Now it is already fully usable. With RSS links from public feed generator or platform natively supporting RSS, you can easily start subscribing RSS feeds. Some examples that I subscribed:
- Youtube channels can be directly added as RSS using the original channel link, e.g. https://www.youtube.com/@3blue1brown, https://www.youtube.com/@veritasium
- Hacker News RSS is a public RSS generator on HN contents. It is very capable with different features like search, replies and comments support through URL arguments. I'm just using the
points
parameter to filter out posts that made to front page with more points than e.g. 80: https://hnrss.org/frontpage?points=80
RSS Generator
Unfortunately due to reasons we mentioned above, many (actually more and more) content platforms3 are not willing to get you access content through means other than their own website or app. They tend to have very poor RSS support, if not nothing at all. In this case we need to have our own RSS feed generator and fetch contents by ourselves.
One of the most famous opensource solution is RSSHub, a NodeJS based RSS feed generator with community driven support for many content platforms. It has an official public deployment to be directly used as feed generator4, and you can self-host as well. The problem is that
- many routs I need seems to be broken (e.g. Bilibili user dynamics example) from the official deployment
- I'm not a big fun of JS and Node ecosystem.
Failed fetch on RSSHub official deployment
Instead, I'm writing a simple Python RSS generator implementation using the following dependencies:
- Beautiful Soup for parsing and extracting information from HTML results.
- feedgenerator for generating RSS feed XML result.
- Flask, requests, etc. for regular server hosting and web request needs.

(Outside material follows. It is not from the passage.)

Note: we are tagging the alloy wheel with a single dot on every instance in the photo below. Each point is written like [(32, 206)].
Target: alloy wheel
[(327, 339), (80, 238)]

The generic part for generating feed is fairly easy to understand, while the real complexity lies in the ad-hoc processing logic of the content being fetched from each source, and the problems encountered trying to fetch them.
Form of Content
Some platform has functional APIs available (API docs not so much available) for you to fetch content from, while other website you have to try to fetch raw HTML page. You may find source of content for each platform from RSSHub routes source code, which could be a good reference.
Web Crawling Issues
- How do you build easily extensible infra for parsing HTML with beautiful soup?
- Simple anti-bots filtering: Correct
User-Agent
in request header is needed, ans sometimes it's necessary to involve some automatic browser library (e.g. Puppeteer or Selenium WebDriver) to get over some JS trick. - Login requirement: It's usually solvable with certain cookies you get from a browser with logged in account.
requests
support setting cookie values in request. - IP-based blocking: This can happen if you're requesting too frequently, and can be a headache especially during developing phase. The usual solution involves proxying your requests through an IP pool (torproxy maybe an option).
Fin
Result of my feed reader just now
Note that web crawling and proxy tooling might be used for illegal purposes. The nature of the content, the request frequency or even jurisdiction affects the legal definition and practice on this matter. This blog is not legal advice, and any technology mentioned should be used responsibly and at your own risk.